MUMBAI, 23 June 2025: In a significant advancement for smart agriculture in India, researchers from IIT Patna, IIT Bombay, and the Rajiv Gandhi Institute of Petroleum Technology, Amethi, have developed EdgePlantNet—a real-time, AI-driven system capable of detecting plant diseases using affordable edge computing devices such as the Raspberry Pi.
Designed to empower farmers with rapid insights, EdgePlantNet tackles a core challenge in agriculture: identifying plant diseases early and accurately without relying on heavy chemical usage or cloud-based processing that can cause delays.
“India's dependence on healthy crops makes early disease detection critical,” the researchers noted. Traditional pesticide approaches are often broad-spectrum and environmentally harmful. EdgePlantNet, however, uses Convolutional Neural Networks (CNNs) and a novel MLP-based spatial attention mechanism (MLP-ATCNN) to analyze leaf images directly on the field.
What sets the system apart is its dual-image input mechanism. It simultaneously processes an original photo of the leaf and a segmented version highlighting diseased spots. This allows the system to learn more accurate patterns using k-means clustering to isolate non-green areas for disease detection.

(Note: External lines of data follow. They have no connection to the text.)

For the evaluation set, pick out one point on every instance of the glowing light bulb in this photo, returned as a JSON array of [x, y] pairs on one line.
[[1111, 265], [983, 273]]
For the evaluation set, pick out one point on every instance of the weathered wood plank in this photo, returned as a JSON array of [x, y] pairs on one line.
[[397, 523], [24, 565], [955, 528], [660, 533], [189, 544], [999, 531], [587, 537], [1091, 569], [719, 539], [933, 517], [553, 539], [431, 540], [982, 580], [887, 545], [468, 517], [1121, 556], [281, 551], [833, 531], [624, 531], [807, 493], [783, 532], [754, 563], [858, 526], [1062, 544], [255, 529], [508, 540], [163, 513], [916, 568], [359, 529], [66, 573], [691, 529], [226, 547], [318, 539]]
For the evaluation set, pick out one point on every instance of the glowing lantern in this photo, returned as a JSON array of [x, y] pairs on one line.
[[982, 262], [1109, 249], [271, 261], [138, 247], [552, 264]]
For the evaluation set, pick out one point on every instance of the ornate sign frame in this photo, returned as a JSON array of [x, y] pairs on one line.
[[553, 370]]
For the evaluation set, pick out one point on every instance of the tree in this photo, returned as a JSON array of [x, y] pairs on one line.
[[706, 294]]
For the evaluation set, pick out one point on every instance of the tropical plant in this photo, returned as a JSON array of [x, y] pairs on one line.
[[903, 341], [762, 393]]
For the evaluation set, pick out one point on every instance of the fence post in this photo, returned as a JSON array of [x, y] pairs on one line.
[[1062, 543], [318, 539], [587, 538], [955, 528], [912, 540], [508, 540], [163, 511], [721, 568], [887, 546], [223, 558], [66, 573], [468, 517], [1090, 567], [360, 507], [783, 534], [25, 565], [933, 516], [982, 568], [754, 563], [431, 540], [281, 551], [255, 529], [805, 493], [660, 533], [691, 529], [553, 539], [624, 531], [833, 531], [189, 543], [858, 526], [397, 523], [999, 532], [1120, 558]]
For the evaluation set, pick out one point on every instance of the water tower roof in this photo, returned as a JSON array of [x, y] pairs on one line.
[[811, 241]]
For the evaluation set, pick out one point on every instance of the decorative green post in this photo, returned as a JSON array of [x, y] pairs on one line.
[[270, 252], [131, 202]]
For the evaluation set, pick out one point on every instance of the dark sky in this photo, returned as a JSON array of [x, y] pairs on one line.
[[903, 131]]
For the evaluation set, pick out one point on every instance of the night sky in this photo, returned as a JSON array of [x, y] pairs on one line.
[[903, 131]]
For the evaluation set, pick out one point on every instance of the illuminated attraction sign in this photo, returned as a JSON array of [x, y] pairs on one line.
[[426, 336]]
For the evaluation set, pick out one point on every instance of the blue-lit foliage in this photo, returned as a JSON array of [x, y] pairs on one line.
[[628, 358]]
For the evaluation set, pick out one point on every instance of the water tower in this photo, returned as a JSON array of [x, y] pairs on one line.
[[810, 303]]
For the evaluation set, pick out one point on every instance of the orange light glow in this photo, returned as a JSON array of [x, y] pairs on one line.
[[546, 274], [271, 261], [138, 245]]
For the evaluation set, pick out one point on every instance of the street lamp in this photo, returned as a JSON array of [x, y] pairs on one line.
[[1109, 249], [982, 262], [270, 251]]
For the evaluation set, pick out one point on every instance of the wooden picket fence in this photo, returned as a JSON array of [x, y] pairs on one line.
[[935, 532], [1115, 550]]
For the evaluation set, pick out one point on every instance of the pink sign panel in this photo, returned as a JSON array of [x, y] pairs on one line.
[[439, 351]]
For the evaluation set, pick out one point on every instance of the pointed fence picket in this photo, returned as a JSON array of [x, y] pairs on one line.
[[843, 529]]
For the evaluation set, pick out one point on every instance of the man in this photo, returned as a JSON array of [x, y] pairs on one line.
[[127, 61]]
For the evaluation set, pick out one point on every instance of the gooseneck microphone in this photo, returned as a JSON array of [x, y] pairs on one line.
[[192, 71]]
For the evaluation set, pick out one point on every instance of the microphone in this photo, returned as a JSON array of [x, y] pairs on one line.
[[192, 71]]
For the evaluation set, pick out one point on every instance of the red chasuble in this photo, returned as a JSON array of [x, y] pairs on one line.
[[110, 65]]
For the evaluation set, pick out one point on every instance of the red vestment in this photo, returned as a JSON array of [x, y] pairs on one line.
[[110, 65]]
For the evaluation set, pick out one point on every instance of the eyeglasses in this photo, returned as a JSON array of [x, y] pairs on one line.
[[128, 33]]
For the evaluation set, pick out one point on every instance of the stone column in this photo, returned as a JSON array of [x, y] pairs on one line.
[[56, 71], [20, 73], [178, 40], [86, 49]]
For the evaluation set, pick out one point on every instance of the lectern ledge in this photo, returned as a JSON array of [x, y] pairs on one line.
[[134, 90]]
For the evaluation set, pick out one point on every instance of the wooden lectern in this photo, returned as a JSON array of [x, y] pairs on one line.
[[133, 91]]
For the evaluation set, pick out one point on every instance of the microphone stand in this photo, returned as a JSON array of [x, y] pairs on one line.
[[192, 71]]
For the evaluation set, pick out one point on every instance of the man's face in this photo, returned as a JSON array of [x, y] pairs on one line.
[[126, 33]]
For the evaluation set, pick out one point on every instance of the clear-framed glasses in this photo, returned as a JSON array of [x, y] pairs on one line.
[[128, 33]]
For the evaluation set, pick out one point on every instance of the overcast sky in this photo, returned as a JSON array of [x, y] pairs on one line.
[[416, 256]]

Despite its advanced capabilities, EdgePlantNet is incredibly lightweight, boasting fewer than 200,000 parameters, with the attention mechanism comprising less than 5,000. It runs efficiently on a Raspberry Pi, processing images at 3.65 frames per second and consuming just 4MB of memory—far smaller than other AI models like ResNet or DenseNet.

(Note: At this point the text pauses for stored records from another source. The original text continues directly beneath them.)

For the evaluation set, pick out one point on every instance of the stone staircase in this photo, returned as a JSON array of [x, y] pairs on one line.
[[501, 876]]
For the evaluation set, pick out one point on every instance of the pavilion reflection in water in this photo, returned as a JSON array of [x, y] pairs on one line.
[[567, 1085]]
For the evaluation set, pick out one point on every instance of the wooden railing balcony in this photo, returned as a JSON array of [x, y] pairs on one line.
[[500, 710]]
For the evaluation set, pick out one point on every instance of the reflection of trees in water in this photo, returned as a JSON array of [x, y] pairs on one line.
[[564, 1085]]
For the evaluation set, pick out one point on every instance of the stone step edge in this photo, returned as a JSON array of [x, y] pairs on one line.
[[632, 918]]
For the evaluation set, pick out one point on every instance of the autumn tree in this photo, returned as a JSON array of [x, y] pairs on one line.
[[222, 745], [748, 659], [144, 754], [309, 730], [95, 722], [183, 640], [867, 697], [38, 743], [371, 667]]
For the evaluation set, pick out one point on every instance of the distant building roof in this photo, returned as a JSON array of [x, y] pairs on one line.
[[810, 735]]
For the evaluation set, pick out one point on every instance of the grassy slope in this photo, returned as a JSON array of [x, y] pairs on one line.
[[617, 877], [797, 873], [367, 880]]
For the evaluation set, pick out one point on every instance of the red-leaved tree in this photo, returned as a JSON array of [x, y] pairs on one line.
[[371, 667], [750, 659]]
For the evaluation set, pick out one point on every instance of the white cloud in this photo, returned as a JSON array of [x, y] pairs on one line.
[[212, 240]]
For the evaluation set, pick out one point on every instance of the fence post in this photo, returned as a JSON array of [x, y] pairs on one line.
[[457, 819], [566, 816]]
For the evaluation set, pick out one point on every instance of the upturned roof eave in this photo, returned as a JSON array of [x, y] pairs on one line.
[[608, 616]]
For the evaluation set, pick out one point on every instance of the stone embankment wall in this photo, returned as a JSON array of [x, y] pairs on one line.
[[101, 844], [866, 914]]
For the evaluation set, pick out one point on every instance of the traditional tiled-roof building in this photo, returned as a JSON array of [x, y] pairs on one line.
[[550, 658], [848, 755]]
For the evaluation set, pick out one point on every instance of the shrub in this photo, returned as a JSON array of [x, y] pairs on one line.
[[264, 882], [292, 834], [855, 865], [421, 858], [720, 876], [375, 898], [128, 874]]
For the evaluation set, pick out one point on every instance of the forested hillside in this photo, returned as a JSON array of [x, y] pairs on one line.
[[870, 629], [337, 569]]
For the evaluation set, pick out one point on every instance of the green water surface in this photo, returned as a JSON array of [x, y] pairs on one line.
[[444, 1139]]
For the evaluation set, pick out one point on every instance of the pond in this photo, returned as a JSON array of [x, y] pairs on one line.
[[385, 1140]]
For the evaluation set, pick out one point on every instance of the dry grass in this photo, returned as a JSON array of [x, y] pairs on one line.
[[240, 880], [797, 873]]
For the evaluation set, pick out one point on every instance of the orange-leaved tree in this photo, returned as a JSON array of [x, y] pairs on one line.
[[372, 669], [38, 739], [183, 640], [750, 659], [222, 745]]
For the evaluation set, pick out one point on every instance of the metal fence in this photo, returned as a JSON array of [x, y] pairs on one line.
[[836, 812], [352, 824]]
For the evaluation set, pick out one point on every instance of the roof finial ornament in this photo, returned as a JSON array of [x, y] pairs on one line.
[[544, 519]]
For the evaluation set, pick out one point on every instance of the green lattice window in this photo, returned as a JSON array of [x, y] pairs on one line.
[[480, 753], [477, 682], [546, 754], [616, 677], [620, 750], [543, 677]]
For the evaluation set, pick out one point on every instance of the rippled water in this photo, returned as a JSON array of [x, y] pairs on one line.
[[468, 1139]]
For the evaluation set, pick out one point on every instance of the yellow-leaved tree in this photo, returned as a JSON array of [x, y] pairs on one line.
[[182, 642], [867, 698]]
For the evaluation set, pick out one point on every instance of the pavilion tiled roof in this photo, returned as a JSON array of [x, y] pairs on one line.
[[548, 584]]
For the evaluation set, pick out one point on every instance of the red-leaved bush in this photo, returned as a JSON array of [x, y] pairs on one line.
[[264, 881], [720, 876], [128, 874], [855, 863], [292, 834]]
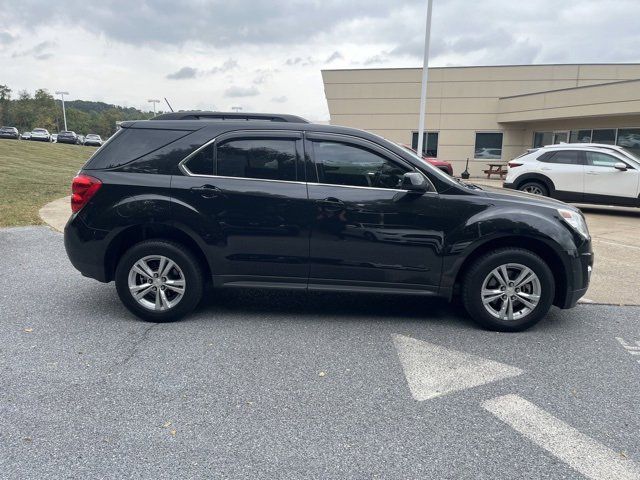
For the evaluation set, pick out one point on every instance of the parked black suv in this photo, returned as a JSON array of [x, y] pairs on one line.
[[168, 205]]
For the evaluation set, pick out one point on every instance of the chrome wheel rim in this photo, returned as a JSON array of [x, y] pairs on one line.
[[511, 291], [156, 282], [533, 189]]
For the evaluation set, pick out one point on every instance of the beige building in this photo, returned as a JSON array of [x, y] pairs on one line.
[[491, 114]]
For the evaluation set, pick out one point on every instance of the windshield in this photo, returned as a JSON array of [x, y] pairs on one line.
[[631, 154]]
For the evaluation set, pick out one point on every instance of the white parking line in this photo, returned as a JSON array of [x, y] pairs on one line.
[[616, 244], [579, 451]]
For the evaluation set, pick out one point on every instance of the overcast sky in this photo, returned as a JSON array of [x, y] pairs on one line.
[[267, 55]]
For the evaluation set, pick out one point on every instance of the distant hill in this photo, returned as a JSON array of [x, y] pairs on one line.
[[26, 112]]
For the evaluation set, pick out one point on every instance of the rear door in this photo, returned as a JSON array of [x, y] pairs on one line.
[[605, 183], [245, 196], [565, 168]]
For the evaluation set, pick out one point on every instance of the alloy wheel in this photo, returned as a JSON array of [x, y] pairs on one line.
[[156, 282], [511, 291]]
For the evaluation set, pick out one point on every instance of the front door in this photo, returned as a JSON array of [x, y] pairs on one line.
[[606, 184], [367, 232], [246, 198]]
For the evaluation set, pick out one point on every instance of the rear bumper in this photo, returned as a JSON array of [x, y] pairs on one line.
[[86, 248]]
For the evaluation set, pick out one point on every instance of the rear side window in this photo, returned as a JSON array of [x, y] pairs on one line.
[[201, 163], [569, 157], [262, 158], [598, 159], [130, 144]]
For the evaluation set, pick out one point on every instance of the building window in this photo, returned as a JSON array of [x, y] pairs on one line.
[[488, 145], [630, 139], [269, 159], [607, 136], [540, 139], [580, 136], [429, 143]]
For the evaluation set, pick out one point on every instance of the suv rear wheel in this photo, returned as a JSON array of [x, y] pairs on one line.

In tests using the PlantVillage and BPLD datasets, EdgePlantNet achieved standout accuracy:
- 99.2% for potato leaves,
- 97.1% for tomato leaves, and
- 95.7% for black gram in more natural conditions.
It was especially effective at detecting “few-shot diseases”—those with very few training examples—demonstrating real-world applicability in rural environments where unknown pathogens may emerge.

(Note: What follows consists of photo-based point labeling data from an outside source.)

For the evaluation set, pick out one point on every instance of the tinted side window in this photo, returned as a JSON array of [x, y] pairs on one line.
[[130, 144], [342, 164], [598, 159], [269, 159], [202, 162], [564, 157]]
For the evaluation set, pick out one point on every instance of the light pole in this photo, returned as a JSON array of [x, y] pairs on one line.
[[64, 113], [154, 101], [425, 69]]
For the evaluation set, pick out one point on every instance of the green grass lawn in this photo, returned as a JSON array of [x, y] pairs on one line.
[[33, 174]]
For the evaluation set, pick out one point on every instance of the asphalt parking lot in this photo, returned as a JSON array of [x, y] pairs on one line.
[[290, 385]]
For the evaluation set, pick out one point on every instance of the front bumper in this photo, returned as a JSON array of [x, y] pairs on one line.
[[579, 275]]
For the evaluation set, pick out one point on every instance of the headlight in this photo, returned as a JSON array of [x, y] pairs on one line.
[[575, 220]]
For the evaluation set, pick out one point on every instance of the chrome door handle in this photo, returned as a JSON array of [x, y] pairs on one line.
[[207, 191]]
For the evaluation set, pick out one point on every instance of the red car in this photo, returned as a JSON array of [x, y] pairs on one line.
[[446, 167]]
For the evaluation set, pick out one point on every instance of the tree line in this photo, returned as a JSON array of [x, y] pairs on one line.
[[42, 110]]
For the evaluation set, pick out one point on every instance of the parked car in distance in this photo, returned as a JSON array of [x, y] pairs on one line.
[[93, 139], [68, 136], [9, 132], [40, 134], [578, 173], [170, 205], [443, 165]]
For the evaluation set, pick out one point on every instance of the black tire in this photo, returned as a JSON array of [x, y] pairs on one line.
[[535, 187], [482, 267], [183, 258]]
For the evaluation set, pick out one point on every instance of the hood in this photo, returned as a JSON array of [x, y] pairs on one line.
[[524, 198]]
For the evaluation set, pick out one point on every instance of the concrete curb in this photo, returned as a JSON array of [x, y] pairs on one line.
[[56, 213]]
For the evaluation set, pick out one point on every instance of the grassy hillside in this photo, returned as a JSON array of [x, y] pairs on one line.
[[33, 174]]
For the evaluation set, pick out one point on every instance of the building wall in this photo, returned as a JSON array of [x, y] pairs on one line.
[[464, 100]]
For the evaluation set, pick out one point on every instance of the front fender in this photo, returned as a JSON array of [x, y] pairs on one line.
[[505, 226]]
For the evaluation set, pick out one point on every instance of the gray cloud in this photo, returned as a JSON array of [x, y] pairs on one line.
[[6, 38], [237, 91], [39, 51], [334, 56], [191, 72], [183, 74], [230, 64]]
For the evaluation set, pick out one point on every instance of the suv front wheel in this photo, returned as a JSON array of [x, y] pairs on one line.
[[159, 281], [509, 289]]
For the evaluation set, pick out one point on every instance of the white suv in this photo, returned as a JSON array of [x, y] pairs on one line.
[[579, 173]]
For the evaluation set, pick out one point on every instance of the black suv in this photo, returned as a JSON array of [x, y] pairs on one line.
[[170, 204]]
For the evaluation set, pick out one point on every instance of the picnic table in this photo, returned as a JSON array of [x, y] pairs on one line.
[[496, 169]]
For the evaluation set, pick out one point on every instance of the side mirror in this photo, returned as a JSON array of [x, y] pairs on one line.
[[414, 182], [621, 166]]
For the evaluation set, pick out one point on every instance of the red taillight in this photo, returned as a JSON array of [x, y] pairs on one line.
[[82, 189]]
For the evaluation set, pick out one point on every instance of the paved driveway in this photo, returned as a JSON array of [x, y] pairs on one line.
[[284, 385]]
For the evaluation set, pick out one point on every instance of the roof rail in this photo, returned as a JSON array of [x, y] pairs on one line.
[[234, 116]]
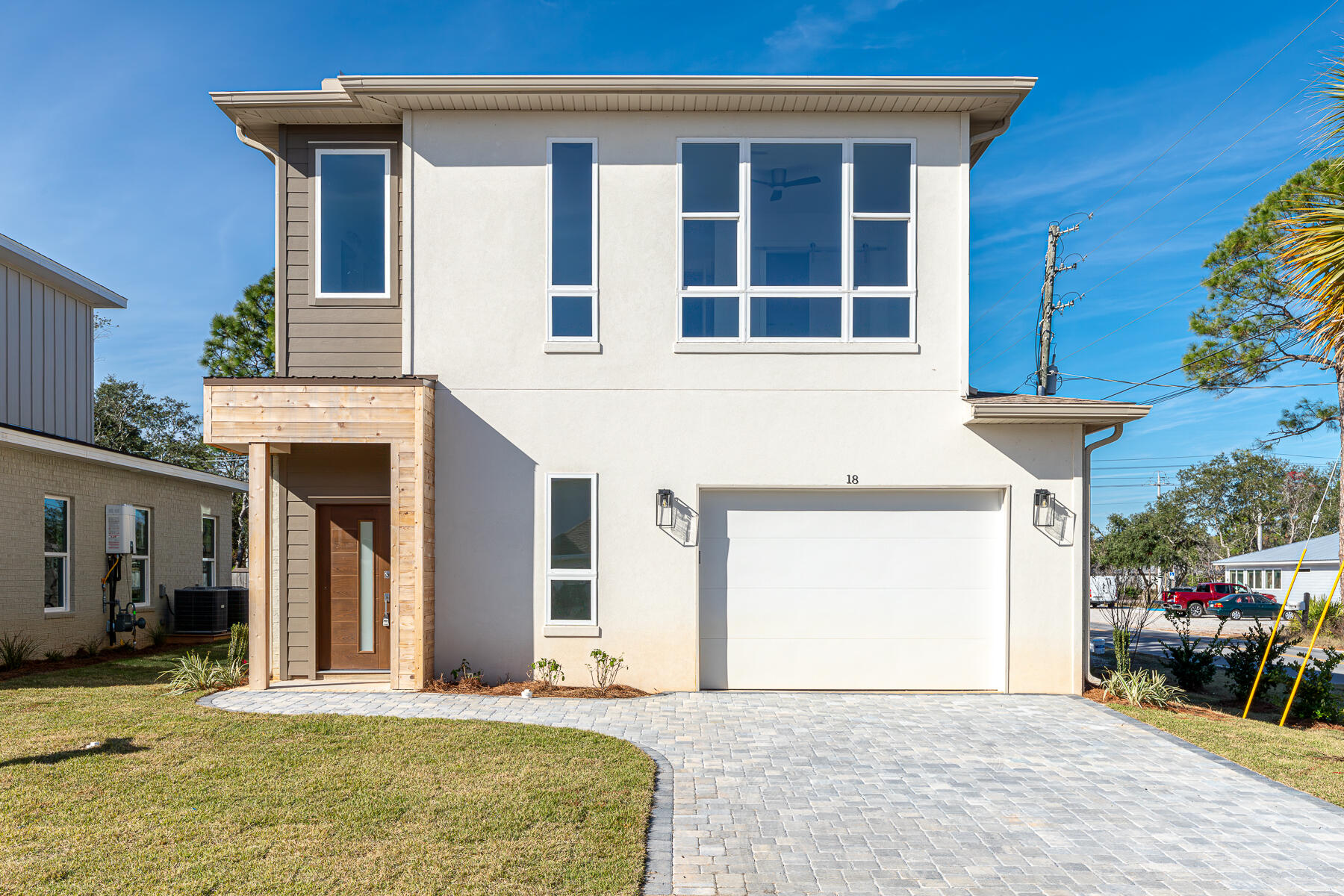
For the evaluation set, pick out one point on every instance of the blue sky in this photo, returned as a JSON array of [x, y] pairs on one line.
[[117, 164]]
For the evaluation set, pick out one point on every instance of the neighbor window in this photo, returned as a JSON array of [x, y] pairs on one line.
[[352, 208], [140, 585], [571, 544], [208, 551], [571, 264], [55, 535], [796, 240]]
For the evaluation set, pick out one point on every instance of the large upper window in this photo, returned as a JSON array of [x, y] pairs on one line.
[[571, 296], [571, 546], [352, 208], [55, 543], [140, 582], [792, 240]]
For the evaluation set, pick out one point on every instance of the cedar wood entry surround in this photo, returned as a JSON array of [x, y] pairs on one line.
[[262, 417]]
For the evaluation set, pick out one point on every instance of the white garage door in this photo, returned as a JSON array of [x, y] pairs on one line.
[[853, 590]]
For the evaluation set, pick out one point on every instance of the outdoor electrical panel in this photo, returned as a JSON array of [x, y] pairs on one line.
[[121, 528]]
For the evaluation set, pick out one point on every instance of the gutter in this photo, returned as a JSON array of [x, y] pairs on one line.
[[1086, 583]]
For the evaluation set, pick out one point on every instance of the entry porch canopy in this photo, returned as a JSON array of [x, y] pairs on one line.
[[261, 417]]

This advancement reflects the next frontier of precision agriculture—bringing AI and IoT tools out of the lab and into the hands of farmers. With EdgePlantNet, even small farms can now detect issues early, reduce pesticide use, and boost crop yields without costly infrastructure.
The research team believes the tool can be further improved to detect multiple diseases on a single leaf and handle more extreme environmental conditions. For now, EdgePlantNet marks a major step forward in democratizing AI-driven farming tools for a greener, more sustainable future.